MILANO –  Il 2 agosto 1944, 2897 rom furono assassinati nelle camere a gas di Auschwitz-Birkenau. Con i termini in lingua romanì “Porrajmos” e “Samudaripen” la civiltà ricorda lo sterminio di cinquecentomila (ma alcuni ricercatori parlano di oltre un milione) di rom. La persecuzione razziale dei rom non è ancora terminata.

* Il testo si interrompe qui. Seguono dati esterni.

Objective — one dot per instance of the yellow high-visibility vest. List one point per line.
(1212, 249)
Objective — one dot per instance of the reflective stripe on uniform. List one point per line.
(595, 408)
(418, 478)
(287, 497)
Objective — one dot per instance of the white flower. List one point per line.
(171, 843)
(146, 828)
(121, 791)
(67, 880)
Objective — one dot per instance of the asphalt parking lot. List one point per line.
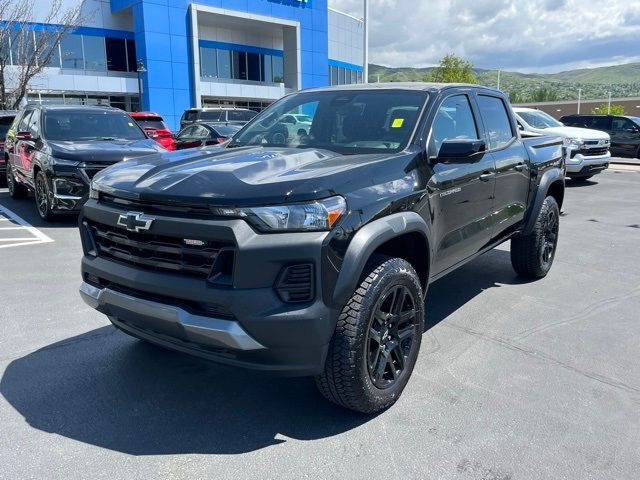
(515, 380)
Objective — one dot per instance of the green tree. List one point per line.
(452, 69)
(604, 110)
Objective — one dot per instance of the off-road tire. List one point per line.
(347, 379)
(527, 254)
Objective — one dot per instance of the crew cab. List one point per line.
(587, 151)
(312, 255)
(55, 150)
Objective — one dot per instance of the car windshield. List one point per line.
(539, 119)
(76, 125)
(344, 121)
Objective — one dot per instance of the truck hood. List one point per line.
(240, 176)
(574, 132)
(103, 151)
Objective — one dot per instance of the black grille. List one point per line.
(296, 283)
(155, 252)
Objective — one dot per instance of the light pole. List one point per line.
(140, 69)
(579, 99)
(366, 41)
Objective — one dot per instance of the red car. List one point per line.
(155, 128)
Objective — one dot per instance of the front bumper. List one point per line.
(245, 323)
(581, 165)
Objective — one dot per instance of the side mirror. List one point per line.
(460, 151)
(24, 136)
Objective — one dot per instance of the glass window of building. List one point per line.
(278, 69)
(132, 61)
(253, 67)
(71, 52)
(224, 64)
(208, 62)
(94, 53)
(116, 54)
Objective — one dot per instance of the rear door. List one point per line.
(512, 165)
(461, 194)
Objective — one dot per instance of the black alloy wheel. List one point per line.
(391, 336)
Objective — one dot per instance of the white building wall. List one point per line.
(346, 38)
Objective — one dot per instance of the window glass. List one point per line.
(496, 121)
(266, 72)
(346, 122)
(46, 40)
(71, 49)
(132, 60)
(208, 62)
(70, 125)
(253, 67)
(454, 120)
(278, 69)
(116, 54)
(94, 53)
(224, 64)
(619, 124)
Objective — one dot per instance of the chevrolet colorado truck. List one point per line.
(311, 254)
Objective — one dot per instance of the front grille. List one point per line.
(296, 283)
(154, 252)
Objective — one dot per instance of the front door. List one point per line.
(461, 194)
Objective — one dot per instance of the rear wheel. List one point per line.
(377, 338)
(43, 197)
(16, 190)
(532, 255)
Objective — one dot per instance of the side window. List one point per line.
(454, 120)
(496, 119)
(620, 124)
(23, 126)
(34, 124)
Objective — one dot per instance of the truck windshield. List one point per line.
(344, 121)
(74, 125)
(539, 119)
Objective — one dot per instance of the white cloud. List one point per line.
(537, 35)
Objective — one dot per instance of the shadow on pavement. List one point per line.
(107, 389)
(26, 209)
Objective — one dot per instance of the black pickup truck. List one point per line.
(311, 253)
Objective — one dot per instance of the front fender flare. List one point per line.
(366, 241)
(548, 177)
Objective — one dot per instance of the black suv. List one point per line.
(56, 150)
(623, 130)
(310, 252)
(239, 116)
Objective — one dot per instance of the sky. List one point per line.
(542, 36)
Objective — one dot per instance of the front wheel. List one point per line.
(532, 255)
(377, 338)
(43, 197)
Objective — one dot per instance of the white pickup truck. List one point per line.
(587, 151)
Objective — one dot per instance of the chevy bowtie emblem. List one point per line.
(135, 221)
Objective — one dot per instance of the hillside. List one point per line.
(621, 80)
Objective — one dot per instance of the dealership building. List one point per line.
(198, 53)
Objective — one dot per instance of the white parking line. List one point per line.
(36, 237)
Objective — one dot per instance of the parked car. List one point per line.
(623, 129)
(201, 134)
(55, 150)
(587, 151)
(6, 119)
(154, 126)
(217, 114)
(314, 259)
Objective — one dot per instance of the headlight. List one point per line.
(63, 162)
(314, 216)
(573, 142)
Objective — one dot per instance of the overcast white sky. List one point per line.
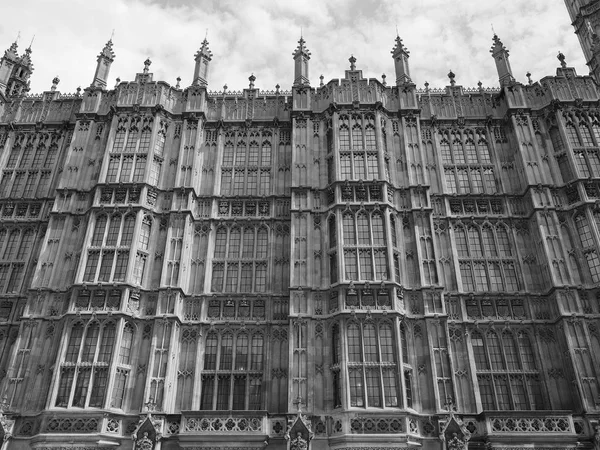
(259, 36)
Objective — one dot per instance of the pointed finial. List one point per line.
(561, 58)
(55, 82)
(451, 76)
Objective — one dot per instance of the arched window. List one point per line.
(210, 352)
(474, 242)
(526, 352)
(221, 242)
(510, 350)
(572, 135)
(357, 137)
(495, 351)
(128, 227)
(344, 138)
(479, 351)
(446, 152)
(25, 246)
(349, 232)
(84, 378)
(248, 244)
(354, 350)
(378, 229)
(234, 243)
(488, 242)
(113, 230)
(461, 242)
(332, 232)
(362, 227)
(144, 238)
(262, 243)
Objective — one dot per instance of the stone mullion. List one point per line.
(109, 145)
(119, 324)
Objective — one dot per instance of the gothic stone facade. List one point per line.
(348, 265)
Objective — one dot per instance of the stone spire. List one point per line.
(301, 57)
(105, 59)
(401, 54)
(203, 57)
(500, 54)
(15, 71)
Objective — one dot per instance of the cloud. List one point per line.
(259, 37)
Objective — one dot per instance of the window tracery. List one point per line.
(108, 254)
(485, 258)
(29, 166)
(240, 259)
(365, 250)
(372, 366)
(129, 153)
(359, 159)
(507, 371)
(233, 370)
(84, 367)
(246, 164)
(467, 162)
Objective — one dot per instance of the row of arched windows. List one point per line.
(84, 371)
(232, 376)
(359, 159)
(371, 363)
(507, 372)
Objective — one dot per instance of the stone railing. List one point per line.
(531, 424)
(222, 424)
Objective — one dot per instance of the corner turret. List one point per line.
(105, 59)
(500, 54)
(301, 58)
(15, 71)
(203, 57)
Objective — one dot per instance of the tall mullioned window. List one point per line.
(15, 247)
(365, 251)
(233, 371)
(358, 147)
(29, 166)
(507, 371)
(240, 259)
(486, 258)
(246, 165)
(583, 134)
(467, 162)
(372, 367)
(84, 368)
(108, 254)
(588, 243)
(129, 154)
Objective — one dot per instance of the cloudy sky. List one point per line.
(259, 36)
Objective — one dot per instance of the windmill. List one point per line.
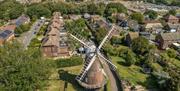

In Italia e in molti altri paesi sedicenti “civili” il popolo rom è costretto a vivere emarginato, perseguitato dalle autorità e dai gruppi razzisti, calunniato da giornalisti e politici. A causa della persecuzione, la speranza di vita media dei rom in Europa supera di poco i 40 anni, mentre quella degli altri cittadini europei è circa il doppio. La mortalità dei bambini rom è altissima; in alcuni paesi dieci volte superiore a quella degli altri bambini. La persecuzione giudiziaria che colpisce i rom è spaventosa. Più del 50% dei rom che vivono o hanno vissuto in Italia sono stati colpiti da condanne penali. Ogni anno centinaia di bambini vengono sottratti da parte delle autorità ai legittimi genitori rom e affidati prima a comunità di accoglienza e poi a famiglie italiane. I social network riportano un numero altissimo di pagine che coprono di insulti, minacce e calunnie il popolo rom. Assai raramente le pagine vengono rimosse in seguito alle denunce. Ricordare il Porrajmos non deve essere solo la commemorazione di un giorno, ma deve ispirare un impegno quotidiano affinché i rom raggiungano al più presto la parità sociale e la repressione che li colpisce abbia finalmente fine.